What led, at the time, to what many would have said were very rash moves? After all, reciprocal links were still exposed, by one and all, as an essential way to get a good ranking, and the software tools were still being actively marketed. Search engine optimization software was still heavily marketed and still is; keyword density was a buzzword that was branded as if it were an essential science to be practiced by all good SEO conscious webmasters.

What I did was go back to the basics of marketing. I received my marketing training in the 1980s and had hands-on marketing experience with my own business since the mid-1990s. I wasn’t born into internet marketing alone, so I could still see past the blinders and exaggeration.

A very basic but important aspect of marketing is knowing your market. When it comes to search engine rankings, clearly a significant part of that market was the major search engines, Google, Yahoo and MSN, with Google being the undisputed leader then, and a year later today.

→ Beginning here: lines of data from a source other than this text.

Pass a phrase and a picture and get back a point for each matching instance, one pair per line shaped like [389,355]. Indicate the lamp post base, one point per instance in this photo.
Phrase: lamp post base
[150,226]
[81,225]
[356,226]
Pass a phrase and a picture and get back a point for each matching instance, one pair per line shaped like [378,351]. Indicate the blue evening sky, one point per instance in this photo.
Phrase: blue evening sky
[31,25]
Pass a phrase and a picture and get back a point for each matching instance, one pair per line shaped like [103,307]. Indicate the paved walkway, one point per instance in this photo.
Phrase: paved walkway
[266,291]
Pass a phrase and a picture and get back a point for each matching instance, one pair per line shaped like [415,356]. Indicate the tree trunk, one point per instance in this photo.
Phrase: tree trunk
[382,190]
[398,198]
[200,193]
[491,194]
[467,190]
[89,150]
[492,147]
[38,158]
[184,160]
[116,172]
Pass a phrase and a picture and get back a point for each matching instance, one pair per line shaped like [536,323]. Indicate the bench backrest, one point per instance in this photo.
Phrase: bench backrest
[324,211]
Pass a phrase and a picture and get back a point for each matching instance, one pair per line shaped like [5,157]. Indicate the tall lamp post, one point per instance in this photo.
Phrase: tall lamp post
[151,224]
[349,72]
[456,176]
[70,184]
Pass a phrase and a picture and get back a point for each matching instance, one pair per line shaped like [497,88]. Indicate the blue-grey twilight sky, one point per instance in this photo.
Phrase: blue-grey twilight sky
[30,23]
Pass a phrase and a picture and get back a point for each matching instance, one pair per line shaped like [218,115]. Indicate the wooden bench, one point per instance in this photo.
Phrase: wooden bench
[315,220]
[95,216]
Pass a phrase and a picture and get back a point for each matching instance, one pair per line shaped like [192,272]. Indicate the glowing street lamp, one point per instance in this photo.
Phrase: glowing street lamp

I started thinking 18 months ago that as far as reciprocal linking goes, it was becoming a spam zone. Surely, I argued with myself, Google really didn’t want to rank a website high just because the webmaster had the tools and time to look for reciprocal links? It just didn’t make sense. And the same thing happened with buying links. Why should a website rank high because they have been spent on buying links?

What Google and the others really wanted was to rank the best websites for a particular search term, and it seemed only a matter of time before they sniffed out and extinguished abuses like blatantly artificial link building, blog spamming, scraping and extreme SEO.

A year ago, I started two new websites without really thinking about SEO. As a writer, I was happy to try to provide what the search engines wanted: original content about what people were looking for. While I provided title and description tags, everything else was written based on the flow. The keyword phrase for any page would come out in the natural flow. You could write whatever you wanted without using any tools to check keyword density.

The first of those new websites 13 months ago was in the highly competitive self-improvement niche. I was hoping that Google would “isolate” me for it, and it did. But I kept trying, sticking to my principle of no SEO. Of course, none of us outside of Google know for sure if there is such a thing as a sandbox, but there is certainly a waiting time before a new site is thrown fully into the ranking crucible.

In the case of personal improvement, Google’s latest update took my site out of sandbox after about 12 months. So, at last, I was able to see if my non-SEO approach was going to produce positive results. Fortunately, some high rankings were immediately apparent, including some No. 1 positions. In one of those terms, Yahoo followed a few weeks later to the No. 1 position, while the site was No. 2 (now No. 1) on MSN.

Now, these are early days for that particular site, and there is a lot to be done to get higher rankings. However, I’m sure SEO is infinitely simpler than some experts, especially those selling ranking tools, tend to lead you to believe.

Since starting that particular site, I have only made one major change, and that is to convert all of my websites to CSS. Providing a content-rich site that is easy for search engine bots to crawl is the most important aspect of the new SEO made simple. In fact, all you need to do is follow Google’s advice for webmasters, and it’s free.

Of course, those with software products to sell will argue that you could do even better with your software. But if Google decides to blacklist that software as a manipulation tool, all my hard work could go up in smoke. So I’ll let the others chase the shadows with the ranking software and just enjoy writing content. After all, that’s what basic marketing told me to do.